Alberta’s fate in the hands of voters

When it comes to voter turnout, will Albertans ever see the likes of 1935 again?

When it comes to voter turnout, will Albertans ever see the likes of 1935 again?

That was the year of the largest voter turnout for a provincial election in Alberta’s history. It was 81.8 per cent of eligible voters.

That was also the year that voters tossed out the United Farmers of Alberta and the province embraced Social Credit.

It would stay that way for the next 36 years (and nine elections) until Peter Lougheed’s Progressive Conservatives arrived, voter turnout was 72 per cent and a 44-year dynasty commenced.

Whether the PC long-distance majority run continues is entirely up to those voters who show up today to cast a ballot to elect one of 87 MLAs.

Elections Alberta says there are 2,543,127 Albertans eligible to vote today. Weather shouldn’t be an excuse not to make it to the local polling stations, which are open from 9 a.m. to 8 p.m. The forecast for Red Deer is mainly sunny, with a high of 19C, and a small chance of showers.

And for the diehards, the Calgary Flames Stanley Cup playoff game in Calgary against Anaheim shouldn’t be much of a factor either. The game starts at 7:30 p.m. but for those who need to vote during the last half hour that the polls are open, one can always set the PVR.

Whether voter turnout will increase over the 2012 trend-breaking number is anybody’s guess.

The pattern of lower and lower voter turnout started in 1997. In 1993, it was 60.2 per cent. But from 1997 until the 2012 election, things started to slide.

Voter turnout in 1997 was 52.8 per cent, 2001 (52.8), 2004 (44.7), and 2008 (40.6).

In 2012, Albertans, who were seeing the Wildrose Party gathering momentum and threatening the PC’s longevity, got a little more excited about voting, and almost 14 per cent more eligible voters showed up than in 2008, bringing the total turnout to 54.4 per cent (1,290,223 voters), the highest since 1993.

Low voter turnout tends to help the governing party. Those who don’t support the status quo may be inclined to be apathetic, believing their vote doesn’t count.

Higher vote turnout can signal that change is wanted and people are not happy with the rule of the day.

Red Deer College political science instructor David Baugh said on Monday that the standard demographic Canadawide is voter turnout tends to be higher among three groups — people who are older, more affluent and more educated.

For example, in the 2012 federal election, only 38.8 per cent of 18-to-24-years-olds voted, whereas 75 per cent of those ages 65 to 74 voted.

If it’s a close contest, there’s more at stake, Baugh said.

“According to opinion poles, (today’s election) is “by no means a cake walk for anybody so that should help voter turnout.”

Good weather should help voter turnout … and an extra day of advance voting should help too, Baugh said.

“Particularly because the NDP is ahead, that could improve voter turnout among youth because Conservatives and Wildrose tend to appeal to an older group of voters,” Baugh said.

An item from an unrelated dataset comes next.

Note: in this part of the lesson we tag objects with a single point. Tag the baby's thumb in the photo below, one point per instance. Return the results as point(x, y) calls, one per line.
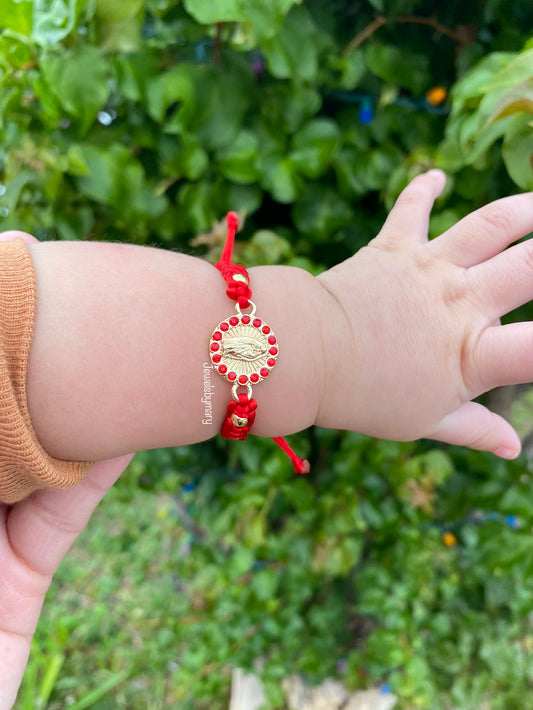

“I think there certainly is a lot of interest,” said Baugh.

Something that concerns him, though, is although political interest may have increased in the younger age group, political knowledge has decreased.

“It could be partly the cyber age we live in that people are being dumbed down a bit … a 140-stroke tweet is not necessarily going to give you an analysis.”

Retired Red Deer MP Bob Mills suspects today’s election turnout could increase over 2012.

“I think there has to be some excitement, and of course it has to be a contest. I think this year there is one.”

Everything you hear and read … is saying there is a contest. I think that does spur people to get out (and vote),” said Mills.

“I predict a pretty big turnout. … I’m not so sure about Red Deer but overall provincially I think it will be pretty big.”

Mills, who was MP for Red Deer from 1993 to 2008, is out of politics completely but everywhere he goes people have been talking to him about the election.

“I think there is an appetite for change. … It’s much, much stronger than I would have ever predicted.”

“I’ve been voting since I was 18. … I think it’s my duty … and I guess probably as the Foreign Affairs critic for all those years, travelling to all those countries in war over democracy makes me feel like everybody should vote. It’s your job … you just must vote.”

The very first voter turnout in the country goes back 148 years, in 1867, when Canada had a population of 3,230,000. There were 361,028 electors on lists with 268,387 ballots cast, resulting in a 73 per cent turnout.